By VnExpress   April 5, 2017 | 05:58 am PT
Two-month-old baby rescued from kidnappers in northern Vietnam
The two-month-old baby is back with the family. Photo by VnExpress/Thanh Tuan
The kidnappers were trying to sell the baby girl to buyers in China.

Border guards from Vietnam's northern province of Lao Cai rescued a baby from a human trafficker while he was attempting to cross the border between China and Vietnam at around 10 p.m. on Tuesday.

Giang Do and his accomplices allegedly kidnapped 2-month-old Vang Thi Ma from the resort town of Sa Pa at around 11 p.m on April 1. The baby's sister, Vang Thi Xe, 7, was carrying her at the time, while their mother Ma Thi So, was running a street stall, Nhan Dan (People) newspaper reported. 

The alleged kidnappers tricked Xe into letting them take some pictures with May for VND500,000, then quickly drove off towards Lao Cai on motorbikes before bystanders could stop them.

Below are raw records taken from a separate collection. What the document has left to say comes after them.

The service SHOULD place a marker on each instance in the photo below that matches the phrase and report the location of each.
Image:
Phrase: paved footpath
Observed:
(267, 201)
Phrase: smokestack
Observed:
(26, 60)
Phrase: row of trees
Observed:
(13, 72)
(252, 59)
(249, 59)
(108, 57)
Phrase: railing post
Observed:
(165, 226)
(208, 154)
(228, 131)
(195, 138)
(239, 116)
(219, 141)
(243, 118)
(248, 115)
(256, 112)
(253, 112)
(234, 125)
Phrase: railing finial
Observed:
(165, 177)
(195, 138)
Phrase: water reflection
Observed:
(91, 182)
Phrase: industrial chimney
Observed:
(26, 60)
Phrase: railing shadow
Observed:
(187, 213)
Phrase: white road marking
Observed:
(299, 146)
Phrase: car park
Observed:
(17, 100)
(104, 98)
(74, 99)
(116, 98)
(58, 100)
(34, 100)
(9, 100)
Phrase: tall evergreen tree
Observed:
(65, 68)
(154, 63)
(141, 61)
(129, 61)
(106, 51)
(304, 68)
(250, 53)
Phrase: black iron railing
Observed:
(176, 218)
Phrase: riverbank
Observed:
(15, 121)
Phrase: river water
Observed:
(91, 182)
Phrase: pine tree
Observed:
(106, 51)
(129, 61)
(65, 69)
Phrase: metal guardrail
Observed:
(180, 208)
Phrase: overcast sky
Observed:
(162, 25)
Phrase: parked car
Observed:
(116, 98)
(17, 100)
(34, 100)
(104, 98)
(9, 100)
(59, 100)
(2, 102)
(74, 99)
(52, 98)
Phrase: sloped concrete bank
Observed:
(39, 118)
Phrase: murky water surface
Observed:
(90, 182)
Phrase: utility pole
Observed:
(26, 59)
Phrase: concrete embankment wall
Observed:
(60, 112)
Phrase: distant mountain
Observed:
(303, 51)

After receiving a report from the mother, local police quickly arrested two of the kidnappers, Sung Thi Vang, 23 and Tan A Sang, 20. During questioning, they snitched on the remaining kidnappers as Do and Giang Seo Hang, 23.

Following the kidnap, Do crossed the border into China with the baby after being promised VND20 million ($880) if he could sell her there. However, after failing to find a buyer with a high enough offer, Do decided to bring her back to Vietnam and was arrested, according to local media.

Police are still searching for Hang, who is believed to be the ringleader, according to Tuoi Tre (Youth) newspaper.

May received immediate medical care, and was transferred to Bat Xat Hospital, where doctors confirmed she was in good health, local media reported. May has been returned to her family.

Despite the authorities' attempts to combat it, human trafficking has been on the rise in Vietnam, with nearly 4,600 victims rescued in the last five years, official data show. Victims are usually women and children, and approximately 72 percent of them were trafficked to China, mostly from northern provinces.